Another example is the domain, which is used to propagate a modified version of the program that requires the payment of a license. The official page of Ares is actually and the program is completely free:

I've paid for Ares, can I have a refund? Ares is a 100% free program and we don't sell it nor we have authorized third parties to do that. >>


In the last few weeks I was conducting an experiment to see how many people could access the Ares discharge despite being an unofficial version. For the domain name

There he put together a page that supposedly offers an improved version of Ares, but you never actually download the program. Users simply go from one page to another, the activity being recorded in Google Analytics.

All measured users accessed the site directly, that is, by typing the address in their browsers, traffic that is called Type-in.

When accessing what they found was the following:

As you can see, the characteristics of the supposed program are described such as direct recording on CD / DVD / BluRay, hidden mode for offices, access to the database of Sony and Warner to download movies, etc. The idea was to describe ridiculous functions that would attract the attention of some and generate mistrust in others.

This page includes a Download button that when pressed, loads another page within the site:

Ac clarifies that it is not an official version of Ares and it is simulated to start the download with the following message:

Starting download of the Ares2012Pro.exe file… the download will start automatically in 5 seconds.
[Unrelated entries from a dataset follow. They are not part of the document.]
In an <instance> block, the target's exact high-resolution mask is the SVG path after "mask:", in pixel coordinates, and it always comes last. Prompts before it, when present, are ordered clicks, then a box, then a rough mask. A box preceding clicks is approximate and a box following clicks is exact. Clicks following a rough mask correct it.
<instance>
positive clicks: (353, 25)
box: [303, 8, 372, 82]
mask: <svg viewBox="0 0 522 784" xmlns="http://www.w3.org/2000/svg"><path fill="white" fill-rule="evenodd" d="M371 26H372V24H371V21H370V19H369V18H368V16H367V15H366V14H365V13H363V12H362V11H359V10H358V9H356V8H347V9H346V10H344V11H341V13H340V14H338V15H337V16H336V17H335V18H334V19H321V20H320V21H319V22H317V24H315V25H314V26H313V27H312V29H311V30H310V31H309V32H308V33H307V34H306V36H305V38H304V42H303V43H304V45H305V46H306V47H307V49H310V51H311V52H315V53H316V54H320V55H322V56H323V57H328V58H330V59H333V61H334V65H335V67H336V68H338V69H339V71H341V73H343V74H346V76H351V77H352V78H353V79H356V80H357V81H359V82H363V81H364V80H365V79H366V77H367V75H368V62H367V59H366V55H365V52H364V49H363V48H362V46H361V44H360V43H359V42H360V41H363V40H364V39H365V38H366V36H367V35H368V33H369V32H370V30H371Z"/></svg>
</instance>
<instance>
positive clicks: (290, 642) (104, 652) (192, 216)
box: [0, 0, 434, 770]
If the download does not start click here to start it manually.

The automatic download never actually starts, this way I can directly measure how many people click to start the manual download, that is, they download the program despite not being an official version and having somewhat suspicious functions 🙂

Finally on the last page it is clarified that this is an experiment and that Modified version downloads are not secure:

The results:

Measuring traffic with a stream of conversions you can see that all users who accessed clicked on the Download button, going to the second page (these data correspond to the last 60 days):

On the second page there is an abandonment of 31.9%. The rest, 68.1% continued to the last page, that is, start manual download.

On the last page of the warning there is an abandonment of 77%, while 23% return to the previous one (will they try to download it again?).

Of course, the experiment lacks scientific rigor and for best results perhaps it should be left running longer. But the data is still interesting, since it is Type-in ​​traffic, users are convinced that it is the Ares site and most do the download despite not being the official version.